The issue’s increasingly important as recent analysis of census and polling data from the Pew Research Center finds that 4 in 10 American households with children under age 18 have a woman as the sole or primary breadwinner.

Bardaro’s responding to a report from the National Partnership for Women and Families that finds that women are paid 77 cents for every dollar paid to men.

In doing so, she points to Seattle, a city with a heavy tech presence. Looking at all full-time jobs, women earn 69 cents on the dollar compared with salaries for men. But the male-dominated tech industry skews the numbers, Bardaro says.

“With issues like gender wage gap, we must look at a number of factors collectively, including job choice, industry, experience, and education to get the full picture for salaries between men and women, not just the average in the Seattle area,” says Bardaro.

For example, 90 percent of Seattle’s software development engineers are men, according to PayScale. Its data show the median pay for men in these jobs is $89,400, while women earn $79,000. However, Bardaro says, when you control for years of experience and job responsibilities, the wage gap for women decreases to 97 cents on the dollar for men.

That echoes a report from Dice that found the major difference was that women in tech  – though paid largely equal salaries to men –  are in lower-paying positions.
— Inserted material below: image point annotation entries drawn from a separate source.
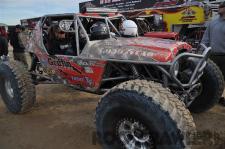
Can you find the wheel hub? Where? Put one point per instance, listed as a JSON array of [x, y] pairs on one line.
[[134, 135]]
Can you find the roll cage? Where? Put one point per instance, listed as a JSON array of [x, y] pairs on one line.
[[168, 69]]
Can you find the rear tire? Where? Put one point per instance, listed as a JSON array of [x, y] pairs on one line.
[[154, 117], [212, 89], [16, 88]]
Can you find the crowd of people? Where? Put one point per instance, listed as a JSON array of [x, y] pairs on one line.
[[14, 38]]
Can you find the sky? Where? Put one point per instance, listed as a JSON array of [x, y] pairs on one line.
[[12, 11]]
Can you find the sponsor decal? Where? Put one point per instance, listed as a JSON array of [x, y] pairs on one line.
[[88, 70], [62, 63], [188, 15], [133, 52], [89, 63], [86, 80]]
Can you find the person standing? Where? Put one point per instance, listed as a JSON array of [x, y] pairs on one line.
[[3, 44], [17, 44], [214, 37]]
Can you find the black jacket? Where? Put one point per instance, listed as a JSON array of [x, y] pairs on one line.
[[16, 43], [3, 46]]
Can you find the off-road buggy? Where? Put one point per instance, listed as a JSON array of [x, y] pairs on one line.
[[148, 83]]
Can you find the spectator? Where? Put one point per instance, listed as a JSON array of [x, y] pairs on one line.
[[3, 43], [18, 47], [214, 37]]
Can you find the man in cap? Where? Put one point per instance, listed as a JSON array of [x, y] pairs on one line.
[[215, 37], [17, 44]]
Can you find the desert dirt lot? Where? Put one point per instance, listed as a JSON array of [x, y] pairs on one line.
[[64, 119]]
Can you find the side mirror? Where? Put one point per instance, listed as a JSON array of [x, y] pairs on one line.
[[67, 25]]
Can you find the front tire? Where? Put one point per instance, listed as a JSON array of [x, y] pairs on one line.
[[16, 88], [139, 114]]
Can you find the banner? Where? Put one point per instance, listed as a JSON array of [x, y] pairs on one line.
[[124, 5]]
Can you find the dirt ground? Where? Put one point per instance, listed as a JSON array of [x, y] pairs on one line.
[[64, 119]]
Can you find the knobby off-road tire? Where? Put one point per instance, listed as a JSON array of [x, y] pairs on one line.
[[16, 88], [212, 89], [145, 113]]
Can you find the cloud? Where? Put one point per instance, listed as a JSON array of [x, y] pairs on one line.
[[12, 11]]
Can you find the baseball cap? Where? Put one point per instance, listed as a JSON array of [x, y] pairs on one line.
[[222, 5]]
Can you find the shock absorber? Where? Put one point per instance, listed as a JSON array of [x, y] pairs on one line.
[[135, 71]]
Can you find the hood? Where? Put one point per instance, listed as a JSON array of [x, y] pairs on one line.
[[139, 49]]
The wage gap grows, however, as women move up the ladder. A wage gap of 2 percent at the individual contributor level grows to nearly 9 percent at the executive level, PayScale reports.

It also challenges the notion that women are paid less because they aren’t assertive enough in salary negotiations or to ask for raises. It says 32 percent of women and 29 percent of men have asked for a raise during their career. Still, only 19 percent of women vs. 24 percent of men have asked for both a raise and a promotion.